Viele Greenkeeper in den Ligen müssen ja heute fast, falls es doch mal zu nennenswerten Minusgraden kommt, zunächst Mal ihre pensionierten Vorgänger anrufen oder Bedienungsanleitungen lesen. Nur um herauszufinden, wie man dieses mit 500.000 Euro sündhaft teure Monstrum von Rasenheizung im Stadion überhaupt anwirft. Läuft sie dann, braucht diese ganze drei Tage, bis sie voll einsatzbereit ist. Bei immensem Energieverbrauch und Betriebskosten von, je nach Bauart, bis zu mehreren 1000 Euro täglich. Ältere Modelle verbrauchen pro Spieltag locker 10.000 Liter Heizöl um 15.000 Liter mit Glykol gesättigtes Wasser zu erwärmen, das dann durch eine fast 30 Kilometer lange Schlauchleitung unterhalb des Rasens läuft. Sie schlägt am Spieltag so mit über 50 Prozent des Gesamtenergieverbrauchs im Stadion zu Buche und wärmt auch das Klima ganz nebenher noch weiter auf. Der Einsatzbereich hat dazu noch Grenzen. Wird es tatsächlich mal kälter als minus 10 Grad oder es schneit mal heftig kurz vor Spielbeginn, hilft selbst die beste Rasentherme gar nichts.

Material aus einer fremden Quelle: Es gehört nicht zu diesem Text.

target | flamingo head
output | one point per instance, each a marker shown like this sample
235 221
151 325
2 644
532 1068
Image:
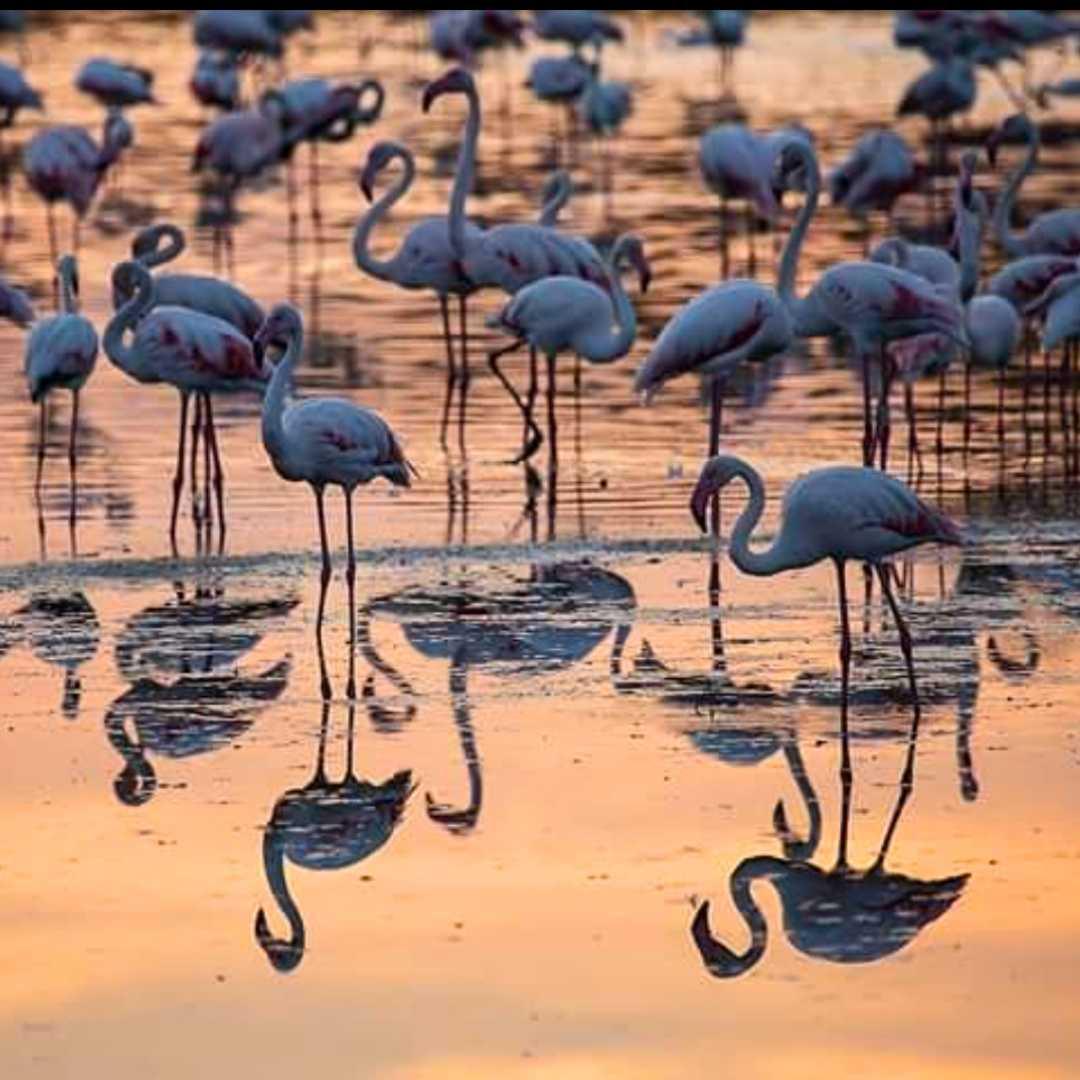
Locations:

Die hierzulande in den meisten Stadien sehr selten eingesetzte und somit zumindest für die Vereine ökonomisch völlig unsinnige Rasenheizung ist heute aber paradoxerweise in der ersten und zweiten Liga absolute Pflicht. Darunter ist die Pflicht in Planung. Aber schon jetzt können sich viele Zweitliga-Clubs bzw. Kommunen den Betrieb solcher Heizungen eigentlich gar nicht leisten. Wozu also dieser Wahnsinn? Eine Liga ohne Stadien mit Rasenheizungen könnte doch, so wie zuvor bis weit in die Neunzigerjahre hinein, als es sie noch kaum in den Stadien gab, mit einer Handvoll Spielabsagen und Neuterminierungen im Spielplan locker leben. Mit einem Verzicht auf die Winterpause wäre man dabei sogar noch flexibler. Das wäre tatsächlich vernünftig, aber nur, wenn es nur um Fußball ginge.

Es geht aber, wie so oft im Fußball, auch hierbei nur ums Geld. Kurzfristig ausgefallene und neuterminierte Begegnungen verursachen den Fernsehsendern immense Kosten, also denen, die auch die Spieltage und Anstoßzeiten bestimmen. Es ist daher kein Zufall, dass ausgerechnet Mitte der 80er-Jahre die Winterpause in der Bundesliga eingeführt wurde, als die privaten Fernsehsender auf den Fußballmarkt drängten und die Gelder für Übertragungsrechte seither von Jahr zu Jahr raketenhaft anstiegen. Bei solchen Summen überlässt man besser nichts dem Zufall oder gar dem Wetter. Gegen wetterbedingte, kurzfristige Spielausfälle und damit verbundene Verluste sind die Winterpause und auch die Rasenheizungen offenbar immer noch die beste Versicherung. Wer bezahlt, bestimmt die Regeln. Leider!